For example, it would be possible to have the traversal component
perform at least simple checking whether the cell is a heap cell
and whether it points to within a region being currently traversed
(as indicated e.g. by a start address and length), and have the
configuration component provide two functions, an object function
that is called for all heap cells within the region, and an exit
function that is called for all heap cells pointing out from the
region. The object function could have a special return value that
causes the traversal component to call the exit function for the
cell, even though it pointed to within the region (this could be
useful e.g. for treating references to cells with more than one
reference as exits, as may be desirable in garbage collectors that
make use of trees of objects headed by an object with more than one
reference, also called multiobjects in the co-owned application
U.S. Ser. No. 12/147,419 by the same inventor; this reference also
contains several code snippets that can serve as examples of
configuration components).
[0035] In hardware the special values could be indicated for
example by a separate logic signal, a flag in some packet, a
special packet or message type, or by a special cell value as in
software.
[0036] In many embodiments it is also desirable to have a means by
which the configuration component can abort the traversal (142).
This could be, e.g., a special logic signal, a special message
type, or a special returned cell value.
[0037] In some embodiments the traversal component may offer
additional control mechanisms. For example, it may accept as input
the start address of a memory region to traverse (103) and the size
of the area (104) (equivalently, e.g. start address and end address
could be provided, as the size can be trivially computed as
`end-start`); such inputs allow the traversal component to
determine whether a heap cell points to within the memory region of
interest, and it may e.g. only indicate such cells to the
configuration component that are located within this region.
Alternatively, it could indicate cells pointing to outside this
region as exits, using a separate exit indicator signal
(EXIT_STROBE) (123) or function to inform the configuration
component when an exit (cell pointing out from the current region)
is being examined. The traversal component could also have a
separate means for indicating whether exits are to be indicated at
all (105).
[0038] Another example would be a means for indicating whether
self-contained cells (i.e., non-heap cells, or cells that do not
contain a valid memory address) should be indicated to the
configuration component (106).
[0039] There are also applications where it is sometimes desirable
to traverse cells within an object in the reverse order from the
order in which they are normally traversed (see e.g. U.S. Ser. No.
12/201,514). It is thus desirable in some embodiments of the
present invention to have a means for selecting the direction of
traversal (107) in the traversal component.
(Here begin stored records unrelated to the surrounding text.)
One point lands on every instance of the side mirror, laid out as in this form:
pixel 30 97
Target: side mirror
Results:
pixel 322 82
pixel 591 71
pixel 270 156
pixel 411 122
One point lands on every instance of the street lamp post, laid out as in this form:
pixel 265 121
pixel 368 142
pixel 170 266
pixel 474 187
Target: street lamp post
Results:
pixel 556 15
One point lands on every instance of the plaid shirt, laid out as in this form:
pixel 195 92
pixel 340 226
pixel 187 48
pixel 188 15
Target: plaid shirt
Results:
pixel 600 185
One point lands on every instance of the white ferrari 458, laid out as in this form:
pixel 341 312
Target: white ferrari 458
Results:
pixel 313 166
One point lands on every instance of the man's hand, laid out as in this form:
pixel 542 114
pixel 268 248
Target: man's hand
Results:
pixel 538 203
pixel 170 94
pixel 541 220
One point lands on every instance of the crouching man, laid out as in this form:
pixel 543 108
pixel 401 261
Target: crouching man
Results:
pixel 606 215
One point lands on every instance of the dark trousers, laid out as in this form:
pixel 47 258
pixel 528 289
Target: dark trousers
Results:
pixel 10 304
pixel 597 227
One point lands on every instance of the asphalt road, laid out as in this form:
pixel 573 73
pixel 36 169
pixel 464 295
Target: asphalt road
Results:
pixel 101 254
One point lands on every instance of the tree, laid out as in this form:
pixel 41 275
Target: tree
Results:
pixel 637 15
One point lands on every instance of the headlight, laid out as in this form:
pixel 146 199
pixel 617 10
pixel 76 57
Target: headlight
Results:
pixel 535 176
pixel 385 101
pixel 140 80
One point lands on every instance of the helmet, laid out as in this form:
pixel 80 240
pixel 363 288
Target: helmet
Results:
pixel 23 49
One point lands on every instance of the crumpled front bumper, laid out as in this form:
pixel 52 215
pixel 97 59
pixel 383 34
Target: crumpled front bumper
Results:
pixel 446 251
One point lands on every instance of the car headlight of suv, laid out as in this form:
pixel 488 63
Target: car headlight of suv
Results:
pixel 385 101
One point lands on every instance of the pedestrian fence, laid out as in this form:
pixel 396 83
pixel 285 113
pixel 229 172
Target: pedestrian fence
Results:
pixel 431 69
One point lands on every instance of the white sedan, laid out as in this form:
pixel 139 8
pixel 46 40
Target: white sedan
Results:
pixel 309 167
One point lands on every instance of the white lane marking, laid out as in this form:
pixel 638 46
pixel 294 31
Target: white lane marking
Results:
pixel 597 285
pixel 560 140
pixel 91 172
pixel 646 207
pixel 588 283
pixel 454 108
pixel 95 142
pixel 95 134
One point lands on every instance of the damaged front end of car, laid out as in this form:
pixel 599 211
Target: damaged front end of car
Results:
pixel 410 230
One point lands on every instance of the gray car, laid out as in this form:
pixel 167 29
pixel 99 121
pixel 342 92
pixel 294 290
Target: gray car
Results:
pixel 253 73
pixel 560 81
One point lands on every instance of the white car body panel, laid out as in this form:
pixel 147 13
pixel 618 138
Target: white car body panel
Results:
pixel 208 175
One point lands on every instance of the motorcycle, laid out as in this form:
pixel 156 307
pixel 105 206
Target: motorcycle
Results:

[0040] In many embodiments the traversal component can also provide
other useful information to the configuration component at little
extra computational cost. For example, it may determine the size of
the current object (126) and pass that to the configuration object,
so that it is readily available for e.g. allocating space for the
copy of an object (or counting the size of a tree of objects, or
incrementally calculating the amount of space needed for a group of
objects). Another example is that the traversal component may track
the old address of objects that are copied (and for which the
traversal component is redirected to the new address), and provide
this to the configuration means (125). This may be needed in some
embodiments, such as for computing an index to the `WRBM` bitmap
when implementing the method of U.S. Ser. No. 12/201,514. The old
address can be computed by saving the pointer to the old object in
addition to the returned (redirected) object, and indexing it by
the current cell index just as one would index the pointer to the
current range. The pointer to the old object could be saved in the
stack with the range.
[0041] One important aspect of traversing an object graph is
detection of cycles and shared data structures. This can be
performed on either side of the interface between the traversal
component and the configuration component, depending on the
embodiment.
[0042] While it would generally be preferable to perform it in the
traversal component to maximize the reuse of the same logic, it
tends to be a highly performance-critical element of the overall
operations where traversal is used, and often (such as when using
forwarding pointers during garbage collection) it can be achieved
as a side product of something that would need to be done or
recorded anyway. There is also variation as to whether it is enough
to just detect cycles, in which case e.g. a bitmap covering the
region being traversed may be sufficient. If also e.g. forwarding
pointers or multiobject identifiers must be stored (and they cannot
be stored or it is not desirable to store them in place of the
original objects), then an array with larger elements may be used.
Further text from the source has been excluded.